Marie Lagoutte avait disparu. Le piqueur et son camarade entrèrent dans la tour.

VIII

La figure de Sperver exprimait une irritation contenue, celle de Sébalt une ironie amère. Ce digne veneur, qui m'avait frappé le soir de mon arrivée au Nideck par son attitude mélancolique, était maigre et sec comme un vieux brocart; il portait la veste de chasse, serrée sur les hanches par le ceinturon,—d'où pendait le couteau à manche de corne,—de hautes guêtres de cuir montant au-dessus des genoux, la trompe en bandoulière de droite à gauche, la conque sous le bras. Il était coiffé d'un feutre à larges bords, la plume de héron dans la ganse, et son profil, terminé par une petite barbe rousse, rappelait celui du chevreuil.

«Oui, reprit Sperver, tu vas apprendre de belles choses!»

Il se jeta sur une chaise, en se prenant la tête entre les mains, d'un air désespéré, tandis que Sébalt passait tranquillement sa trompe par-dessus sa tête, et la déposait sur la table.

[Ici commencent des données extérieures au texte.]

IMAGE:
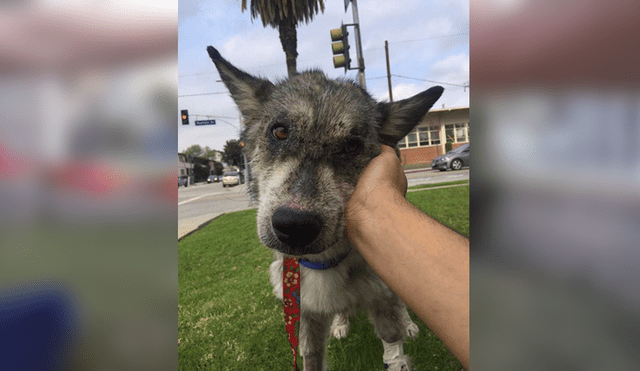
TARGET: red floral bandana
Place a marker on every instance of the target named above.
(291, 303)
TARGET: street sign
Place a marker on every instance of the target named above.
(206, 122)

«Eh bien! Sébalt, s'écria Gédéon, parle donc!»

Puis, me regardant, il ajouta:

«La sorcière rôde autour du château.»

Cette nouvelle m'eût été parfaitement indifférente avant les confidences de Marie Lagoutte, mais alors elle me frappa. Il y avait des rapports quelconques entre le seigneur du Nideck et la vieille; ces rapports, j'en ignorais la nature, il me fallait, à tout prix, les connaître.